水素ディスペンサー/水素のパイオニア、岩谷産業が水素ステーションで使われるディスペンサーを作成した。

村上は、研究センターの構想段階から「バラバラでは外国に勝てない」と強く訴え続けてきた。これを受けて、研究体制を、スタート時から一本化した。九大と独立行政法人・産業技術総合研究所(以下、産総研)が共同で研究センターを設立したうえで、センターのマネジメントは産総研、研究開発は九大で分担する形である。研究センターの誕生で、水素に関する日本初の研究体制が確立した。

国際的な研究経験が豊富な村上は、「メンバーは、世界中から集めるべき」と、海外から優秀な研究者の獲得に力を注いだ。現在、研究センターは、大学関係者、技術研修生、テクニカルスタッフなどを合わせると200人超の大所帯で、約1割の20人が外国人の研究者である。

研究開発の基盤づくりだけでなく、水素の「インフラ整備」も同時に進められた。福岡県の西に位置する糸原市では、水素エネルギーを利用して家庭用燃料電池を住宅団地内の約150戸に置く「水素タウン」の実証実験をスタートさせた。さらに、九大伊都キャンパスでは、水を電気分解して水素を取り出す「水素ステーション」が設置された。

福岡県だけでなく、北九州市も動いた。同市にある新日鉄八幡製鉄所では、鉄に必要なコークスを製造する際に発生する水素ガスの一部をパイプラインで引くことにより、燃料電池自動車(FCV)用の水素ステーションを建設したのだ。インフラ整備はやがて、福岡市、北九州市の両市間で燃料電池車のテスト運転を繰り返す「水素ハイウェイ」構想に発展していくことになる。

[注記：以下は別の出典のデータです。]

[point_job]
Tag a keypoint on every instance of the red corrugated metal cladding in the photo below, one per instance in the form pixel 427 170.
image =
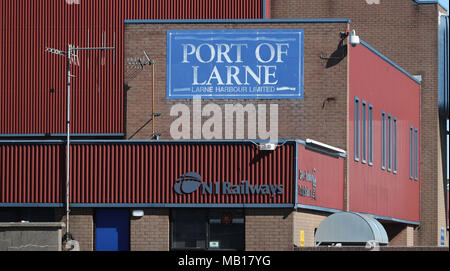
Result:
pixel 320 179
pixel 147 173
pixel 385 191
pixel 33 81
pixel 31 173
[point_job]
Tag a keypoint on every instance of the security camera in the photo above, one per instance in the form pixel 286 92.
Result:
pixel 354 39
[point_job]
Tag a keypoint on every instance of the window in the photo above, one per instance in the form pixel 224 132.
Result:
pixel 383 140
pixel 395 146
pixel 411 153
pixel 356 149
pixel 370 133
pixel 363 132
pixel 389 142
pixel 207 229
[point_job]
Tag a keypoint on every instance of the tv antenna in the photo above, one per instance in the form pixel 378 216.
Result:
pixel 71 58
pixel 139 64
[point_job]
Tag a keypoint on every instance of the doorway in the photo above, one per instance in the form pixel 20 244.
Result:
pixel 112 230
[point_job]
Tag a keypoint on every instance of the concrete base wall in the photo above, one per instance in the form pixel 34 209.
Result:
pixel 31 236
pixel 268 229
pixel 308 222
pixel 150 232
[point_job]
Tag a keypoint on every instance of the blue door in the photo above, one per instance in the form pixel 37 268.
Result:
pixel 112 230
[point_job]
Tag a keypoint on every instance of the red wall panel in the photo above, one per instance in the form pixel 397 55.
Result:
pixel 320 179
pixel 33 82
pixel 31 174
pixel 147 173
pixel 143 173
pixel 371 189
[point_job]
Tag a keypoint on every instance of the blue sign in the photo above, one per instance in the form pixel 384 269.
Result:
pixel 235 64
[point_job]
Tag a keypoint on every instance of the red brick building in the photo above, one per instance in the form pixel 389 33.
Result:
pixel 365 100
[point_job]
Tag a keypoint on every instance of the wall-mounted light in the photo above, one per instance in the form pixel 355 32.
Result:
pixel 354 39
pixel 138 213
pixel 267 146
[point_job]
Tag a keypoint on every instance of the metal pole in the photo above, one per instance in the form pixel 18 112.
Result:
pixel 153 99
pixel 69 52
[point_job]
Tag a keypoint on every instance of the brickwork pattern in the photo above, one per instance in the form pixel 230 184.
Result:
pixel 307 221
pixel 268 229
pixel 297 118
pixel 150 232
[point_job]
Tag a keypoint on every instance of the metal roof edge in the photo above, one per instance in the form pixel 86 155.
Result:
pixel 238 21
pixel 390 62
pixel 141 141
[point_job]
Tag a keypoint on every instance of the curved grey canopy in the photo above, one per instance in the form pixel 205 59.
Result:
pixel 350 228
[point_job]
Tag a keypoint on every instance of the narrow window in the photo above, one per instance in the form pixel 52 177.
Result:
pixel 356 129
pixel 395 146
pixel 363 132
pixel 370 134
pixel 389 142
pixel 416 155
pixel 411 153
pixel 383 140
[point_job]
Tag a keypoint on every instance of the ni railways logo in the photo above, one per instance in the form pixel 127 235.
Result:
pixel 190 182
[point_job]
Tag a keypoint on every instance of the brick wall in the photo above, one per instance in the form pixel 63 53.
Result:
pixel 400 234
pixel 268 229
pixel 150 232
pixel 305 118
pixel 407 34
pixel 307 221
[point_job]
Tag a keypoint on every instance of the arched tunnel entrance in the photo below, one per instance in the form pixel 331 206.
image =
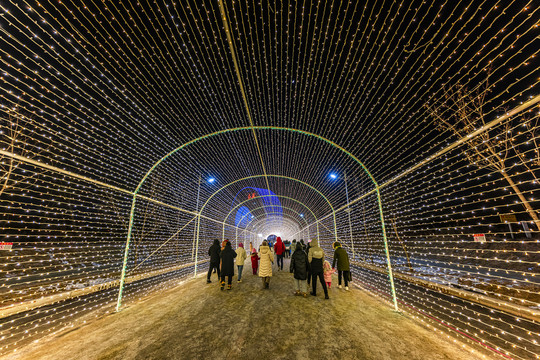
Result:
pixel 133 135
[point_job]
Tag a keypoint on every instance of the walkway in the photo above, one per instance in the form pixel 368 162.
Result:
pixel 198 321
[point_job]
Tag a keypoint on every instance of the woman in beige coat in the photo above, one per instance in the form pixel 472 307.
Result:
pixel 265 266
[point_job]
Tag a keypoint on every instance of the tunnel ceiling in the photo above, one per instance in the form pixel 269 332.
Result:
pixel 106 89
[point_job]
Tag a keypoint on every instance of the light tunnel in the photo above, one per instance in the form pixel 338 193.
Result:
pixel 134 134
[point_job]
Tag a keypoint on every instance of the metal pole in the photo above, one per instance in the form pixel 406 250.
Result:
pixel 196 233
pixel 349 212
pixel 390 275
pixel 196 210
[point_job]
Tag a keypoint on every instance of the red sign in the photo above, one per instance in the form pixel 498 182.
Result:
pixel 6 246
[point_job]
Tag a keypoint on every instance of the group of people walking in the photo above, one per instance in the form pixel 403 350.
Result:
pixel 307 264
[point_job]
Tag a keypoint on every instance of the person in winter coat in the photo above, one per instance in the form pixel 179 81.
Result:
pixel 241 257
pixel 287 244
pixel 299 266
pixel 342 259
pixel 265 269
pixel 254 261
pixel 316 260
pixel 213 252
pixel 227 265
pixel 328 271
pixel 293 246
pixel 223 243
pixel 279 249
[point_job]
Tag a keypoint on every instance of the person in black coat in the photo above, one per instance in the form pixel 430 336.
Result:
pixel 300 267
pixel 227 265
pixel 213 252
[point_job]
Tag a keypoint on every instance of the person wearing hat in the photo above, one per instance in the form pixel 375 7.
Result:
pixel 316 260
pixel 227 265
pixel 342 259
pixel 241 257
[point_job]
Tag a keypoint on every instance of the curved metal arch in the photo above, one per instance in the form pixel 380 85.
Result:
pixel 253 128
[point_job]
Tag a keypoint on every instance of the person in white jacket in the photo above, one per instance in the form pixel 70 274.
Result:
pixel 241 257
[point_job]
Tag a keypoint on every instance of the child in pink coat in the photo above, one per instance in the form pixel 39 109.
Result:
pixel 328 271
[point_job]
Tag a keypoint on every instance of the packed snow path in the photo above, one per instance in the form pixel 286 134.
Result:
pixel 198 321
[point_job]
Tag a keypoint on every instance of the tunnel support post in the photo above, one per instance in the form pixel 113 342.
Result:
pixel 390 275
pixel 126 251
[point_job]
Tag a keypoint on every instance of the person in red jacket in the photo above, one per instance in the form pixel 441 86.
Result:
pixel 279 249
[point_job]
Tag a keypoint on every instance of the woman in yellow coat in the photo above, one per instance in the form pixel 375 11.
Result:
pixel 265 266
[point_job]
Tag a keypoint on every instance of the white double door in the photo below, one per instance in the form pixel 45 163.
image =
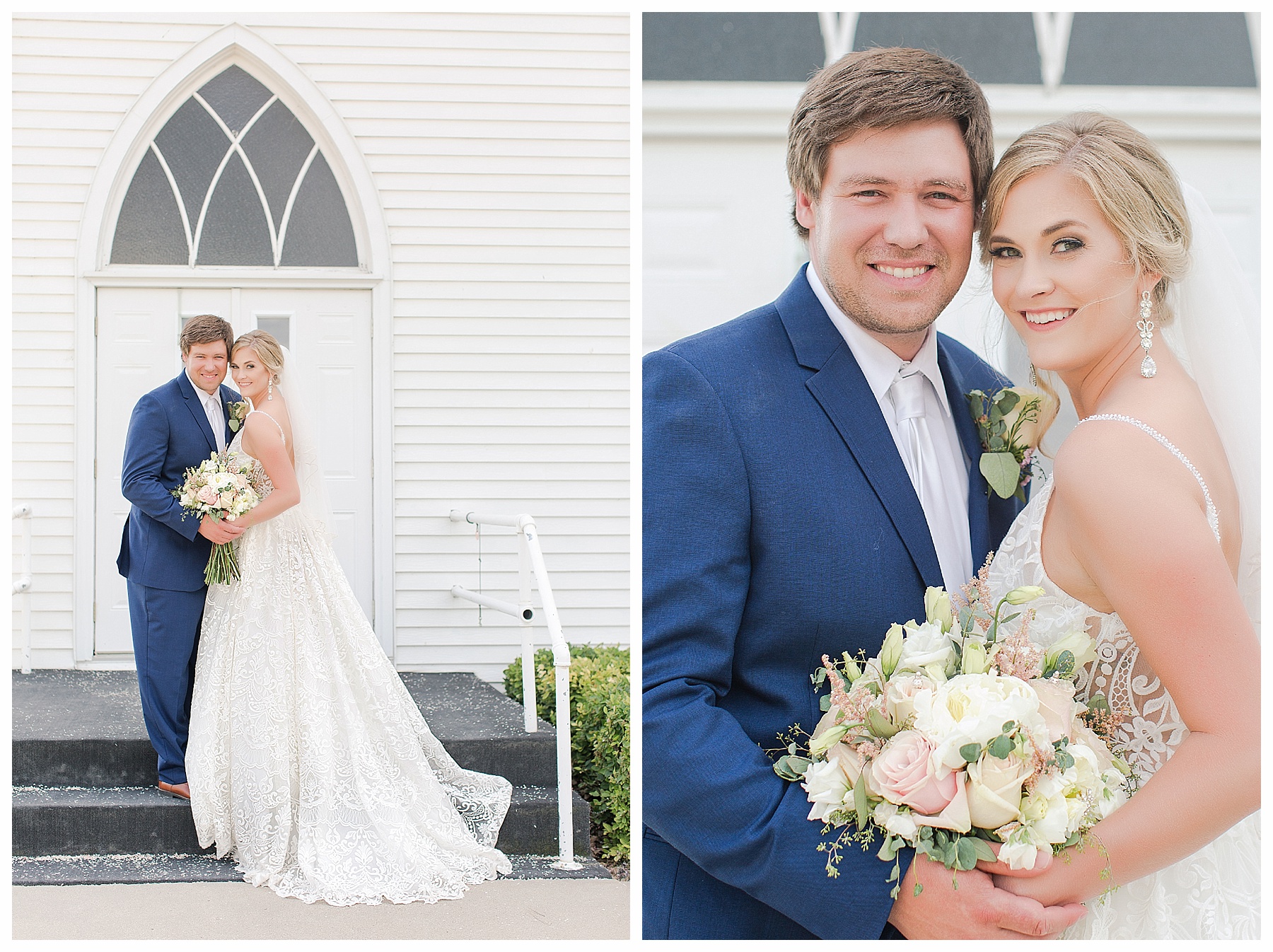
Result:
pixel 329 332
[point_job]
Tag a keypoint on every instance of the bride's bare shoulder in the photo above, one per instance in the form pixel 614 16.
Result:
pixel 1113 476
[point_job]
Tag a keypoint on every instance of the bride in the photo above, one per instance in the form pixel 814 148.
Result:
pixel 1151 516
pixel 307 757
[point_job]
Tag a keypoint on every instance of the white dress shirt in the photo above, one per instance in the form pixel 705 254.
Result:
pixel 213 409
pixel 880 366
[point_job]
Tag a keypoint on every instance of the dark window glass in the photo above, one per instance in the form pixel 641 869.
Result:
pixel 235 95
pixel 1160 50
pixel 279 327
pixel 993 47
pixel 278 146
pixel 149 231
pixel 762 47
pixel 235 228
pixel 192 146
pixel 318 231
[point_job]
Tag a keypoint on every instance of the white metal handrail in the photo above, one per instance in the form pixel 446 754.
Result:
pixel 531 565
pixel 22 584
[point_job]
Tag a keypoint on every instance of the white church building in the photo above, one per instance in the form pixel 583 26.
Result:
pixel 431 210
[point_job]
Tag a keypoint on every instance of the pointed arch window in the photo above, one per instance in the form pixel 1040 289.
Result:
pixel 235 178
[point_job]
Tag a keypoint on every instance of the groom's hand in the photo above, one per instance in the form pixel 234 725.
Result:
pixel 219 533
pixel 975 910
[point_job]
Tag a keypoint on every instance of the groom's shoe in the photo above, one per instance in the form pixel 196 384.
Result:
pixel 178 791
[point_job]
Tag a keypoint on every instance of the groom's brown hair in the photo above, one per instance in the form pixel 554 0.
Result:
pixel 207 329
pixel 885 88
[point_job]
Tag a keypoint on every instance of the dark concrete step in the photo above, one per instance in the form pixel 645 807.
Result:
pixel 141 869
pixel 140 820
pixel 84 728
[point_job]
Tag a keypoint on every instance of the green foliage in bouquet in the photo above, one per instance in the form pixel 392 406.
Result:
pixel 600 732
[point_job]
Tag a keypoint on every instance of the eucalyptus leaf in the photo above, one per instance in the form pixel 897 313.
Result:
pixel 965 853
pixel 1001 471
pixel 792 769
pixel 880 724
pixel 859 802
pixel 983 849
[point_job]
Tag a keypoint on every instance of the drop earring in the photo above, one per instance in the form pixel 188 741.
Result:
pixel 1146 327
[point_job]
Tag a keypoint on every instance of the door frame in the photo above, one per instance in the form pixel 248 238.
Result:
pixel 229 45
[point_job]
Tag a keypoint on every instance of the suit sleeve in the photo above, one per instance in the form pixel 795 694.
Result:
pixel 144 453
pixel 709 789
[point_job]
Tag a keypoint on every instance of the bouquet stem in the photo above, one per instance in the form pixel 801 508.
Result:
pixel 222 565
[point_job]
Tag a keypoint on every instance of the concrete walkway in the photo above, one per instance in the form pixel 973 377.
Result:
pixel 508 909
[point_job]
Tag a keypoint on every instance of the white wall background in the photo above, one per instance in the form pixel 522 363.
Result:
pixel 499 148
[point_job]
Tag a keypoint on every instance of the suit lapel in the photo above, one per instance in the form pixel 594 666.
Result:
pixel 228 397
pixel 197 409
pixel 842 391
pixel 978 499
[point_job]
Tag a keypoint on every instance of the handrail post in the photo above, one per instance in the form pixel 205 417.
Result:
pixel 531 567
pixel 22 584
pixel 530 697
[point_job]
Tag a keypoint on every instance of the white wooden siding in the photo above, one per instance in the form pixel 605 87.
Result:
pixel 499 146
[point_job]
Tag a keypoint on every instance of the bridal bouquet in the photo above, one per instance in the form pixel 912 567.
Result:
pixel 960 733
pixel 218 488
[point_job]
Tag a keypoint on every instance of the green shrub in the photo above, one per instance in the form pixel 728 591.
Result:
pixel 600 732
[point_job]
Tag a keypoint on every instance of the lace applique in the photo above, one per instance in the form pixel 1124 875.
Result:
pixel 1215 893
pixel 308 760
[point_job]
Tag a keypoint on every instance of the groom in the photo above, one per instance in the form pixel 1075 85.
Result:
pixel 163 552
pixel 808 470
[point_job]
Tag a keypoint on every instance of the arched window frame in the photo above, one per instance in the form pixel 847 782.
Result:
pixel 231 45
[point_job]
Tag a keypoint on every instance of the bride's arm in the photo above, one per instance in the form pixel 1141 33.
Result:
pixel 262 441
pixel 1139 531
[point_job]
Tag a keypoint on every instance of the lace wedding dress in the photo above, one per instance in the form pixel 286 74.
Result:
pixel 307 757
pixel 1215 893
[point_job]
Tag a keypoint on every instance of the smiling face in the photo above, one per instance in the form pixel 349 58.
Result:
pixel 250 374
pixel 1062 275
pixel 205 363
pixel 891 233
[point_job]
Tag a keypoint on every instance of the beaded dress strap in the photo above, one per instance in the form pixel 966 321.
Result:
pixel 283 437
pixel 1212 516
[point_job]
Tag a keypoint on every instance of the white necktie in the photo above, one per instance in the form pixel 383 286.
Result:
pixel 213 410
pixel 908 400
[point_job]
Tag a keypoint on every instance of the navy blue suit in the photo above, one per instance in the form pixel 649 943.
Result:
pixel 779 525
pixel 162 555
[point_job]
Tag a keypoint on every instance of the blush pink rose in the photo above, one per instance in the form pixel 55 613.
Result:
pixel 904 773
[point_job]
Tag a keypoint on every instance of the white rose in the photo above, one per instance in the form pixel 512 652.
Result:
pixel 924 644
pixel 1058 707
pixel 1045 811
pixel 1088 737
pixel 1018 854
pixel 900 695
pixel 827 788
pixel 994 791
pixel 895 821
pixel 937 608
pixel 973 709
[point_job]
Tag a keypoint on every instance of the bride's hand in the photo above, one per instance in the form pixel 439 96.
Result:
pixel 1069 877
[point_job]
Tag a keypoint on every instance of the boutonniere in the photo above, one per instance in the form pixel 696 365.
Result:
pixel 1010 423
pixel 238 412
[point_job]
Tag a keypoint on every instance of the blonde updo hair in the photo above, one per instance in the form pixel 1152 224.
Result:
pixel 267 348
pixel 1132 184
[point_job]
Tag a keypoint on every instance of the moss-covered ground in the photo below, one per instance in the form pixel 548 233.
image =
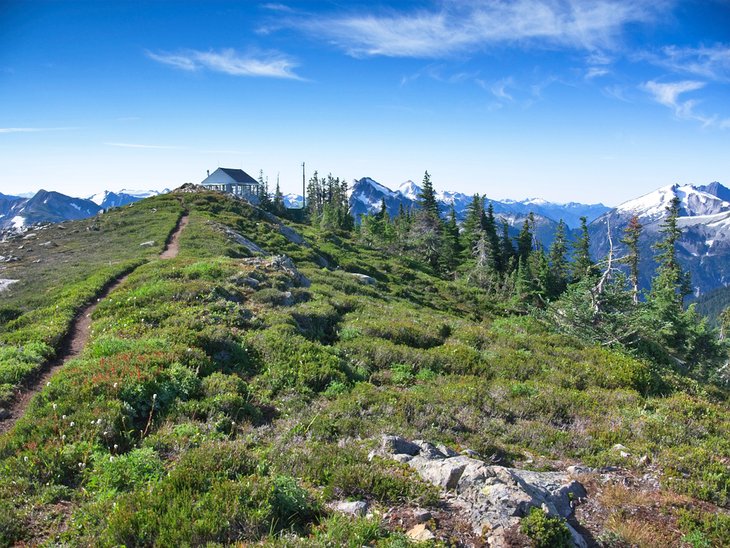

福岡を全国一の水素タウンに育て上げた村上が、研究に邁進した10年を振り返った。

「国立大学のキャンパスの中に、産総研のセンターがあるのは日本では九大だけです。米国には、エネルギー省(DOE)の研究所がカリフォルニア大学に研究を委託するなど、いくつかのケースがありますが、日本ではこれが初めてのケースです。学者だけでこれだけ大きな組織をマネジメントするのは大変難しい。産総研のセンターの位置づけで始まらなかったら今日の姿はなかった。産総研にはよくサポートしてもらいました」

日本の研究開発体制は、どの組織も似たような研究テーマで競い合いがちで、結果的に、成果がものにならず、投資の無駄が指摘されることが多かった。その点、九大の研究拠点は早くから産総研と組むことで、オールジャパンの体制が敷かれ、「水素研究のシナジー効果が生まれた」とみることができる。